View the course – Introduction to Office 2010
I am currently creating a course and as usual it involves numerous development tools. This course consists of using three main tools. Here they are and why I am using them.
Adobe Flash – My favorite tool of choice. I like its flexibility in making the interactive assets I need for the course and not being constrained by prepackaged interactives that come with many e-learning development tools. In this case I am making the course itself in Flash. This includes each page, characters, animation, and interactive elements with the exception of the software simulations (sims) and the final assessment/quiz.
Adobe Captivate – The course will contain many “try me” sims for a software upgrade in which we are implementing. I am developing these in Captivate, which in my opinion is the best out there for creating software sims.

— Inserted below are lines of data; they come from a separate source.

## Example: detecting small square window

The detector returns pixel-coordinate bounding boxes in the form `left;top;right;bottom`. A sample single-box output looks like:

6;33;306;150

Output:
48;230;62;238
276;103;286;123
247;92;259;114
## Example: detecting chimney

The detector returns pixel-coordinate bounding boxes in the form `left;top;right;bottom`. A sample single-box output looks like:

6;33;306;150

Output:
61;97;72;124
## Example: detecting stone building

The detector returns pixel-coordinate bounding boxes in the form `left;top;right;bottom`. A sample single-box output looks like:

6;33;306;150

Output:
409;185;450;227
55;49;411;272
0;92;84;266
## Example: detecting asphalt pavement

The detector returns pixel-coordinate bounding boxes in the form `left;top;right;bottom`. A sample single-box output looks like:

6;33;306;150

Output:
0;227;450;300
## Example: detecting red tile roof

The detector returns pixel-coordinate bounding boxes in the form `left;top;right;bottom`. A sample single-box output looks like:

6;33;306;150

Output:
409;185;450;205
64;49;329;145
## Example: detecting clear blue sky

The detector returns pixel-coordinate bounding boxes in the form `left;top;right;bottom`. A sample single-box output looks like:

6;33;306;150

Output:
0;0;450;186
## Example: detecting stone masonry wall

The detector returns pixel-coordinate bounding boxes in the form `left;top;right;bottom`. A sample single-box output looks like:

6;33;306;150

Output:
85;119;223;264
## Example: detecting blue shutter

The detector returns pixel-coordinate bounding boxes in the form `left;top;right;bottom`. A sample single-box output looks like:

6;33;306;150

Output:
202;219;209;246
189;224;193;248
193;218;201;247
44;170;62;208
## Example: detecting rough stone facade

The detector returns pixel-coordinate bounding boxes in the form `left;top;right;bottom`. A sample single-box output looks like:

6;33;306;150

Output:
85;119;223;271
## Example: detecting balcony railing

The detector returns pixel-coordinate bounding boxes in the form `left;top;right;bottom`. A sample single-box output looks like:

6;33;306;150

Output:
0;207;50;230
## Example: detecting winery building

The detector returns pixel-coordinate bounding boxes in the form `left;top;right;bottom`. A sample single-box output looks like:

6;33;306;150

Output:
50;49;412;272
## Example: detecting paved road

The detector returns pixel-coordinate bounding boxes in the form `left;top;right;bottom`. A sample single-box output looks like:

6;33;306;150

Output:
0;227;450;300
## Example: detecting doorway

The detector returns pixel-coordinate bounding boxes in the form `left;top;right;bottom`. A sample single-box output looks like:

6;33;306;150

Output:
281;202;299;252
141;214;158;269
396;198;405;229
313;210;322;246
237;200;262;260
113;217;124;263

Each sim will launch in a new window from the Flash course. Keeping these in a separate folder and launched as individual SWFs will also help keep the file size and load time down.
Articulate – Presenter and Quizmaker are providing the assessment and an ease of packaging it as a SCORM compliant course. What I like is the ease of developing an assessment in Quizmaker. In this case I will take my Flash course and import the SWF to the first page of Articulate Presenter. A single button in my menu, called Knowledge Check, will move the user from the Presenter page containing the course SWF to the second page where the assessment begins. The ability to have a Flash button, or menu, work within Presenter was the kicker. This allowed me to get the best of both worlds; Flash and using Articulate to create the assessment and SCORM packaging. Here is a tutorial from Screenr that shows how you can make a Flash menu that will change slides in Presenter.
Currently, I am involved in creating simulations for a new system application. This is something I have done a lot of over the years. And I have learned quite a bit, but the hard way. To avoid the problems I encountered in the past, I strongly suggest making the following considerations prior to developing software or system application simulations.
- Have access to a “test” system to capture the sim’s screens. If there is not a test system and you must capture screens in a live system, identify all the tasks you can or cannot do without adverse effects on the system or its data.
- Is there sensitive data or information on the system (test or live) that should not be displayed on the simulation? Can dummy data be added for the sake of the simulation? If not, you may need to alter the captured screens with a graphics editor to eliminate and replace sensitive data.
- Is the system you are using when capturing the screens exactly as it will appear when it is “live?” The graphic user interface (GUI) and functions should replicate what the user will actually experience when they start using the actual system.
- Determine the end users’ computer specifications. What is their bandwidth, browser type, Flash player version, etc.? These will all determine how you develop the sims and what software(s) you choose for sim development. For example, some development software may require certain players or plug-ins your users do not currently have or they may have low bandwidth causing the very slow download of the Captivate sim you built, etc.
- Timing of the course launch. Obviously training should occur prior to when people are expected to use the system, but retention can be an issue and I like people to be use the system soon after training
- Keep the course accessible. Users will probably find the sims to be great refreshers at a later time, so make sure it stays online and is easy to navigate. They should be able to launch the course on the fly and go directly to the sim they need. Make sure the course’s menu and navigation are very user-friendly.
- Provide job aids. If the system is not intuitive or the tasks taught are very complicated, the job aid can be a big help to the users after training.
- Coaching labs. If geography and resources allow, I like to also offer “training labs.” After attending the online training, system users can come into a computer lab and receive coaching on whatever issues they are having or still confused about.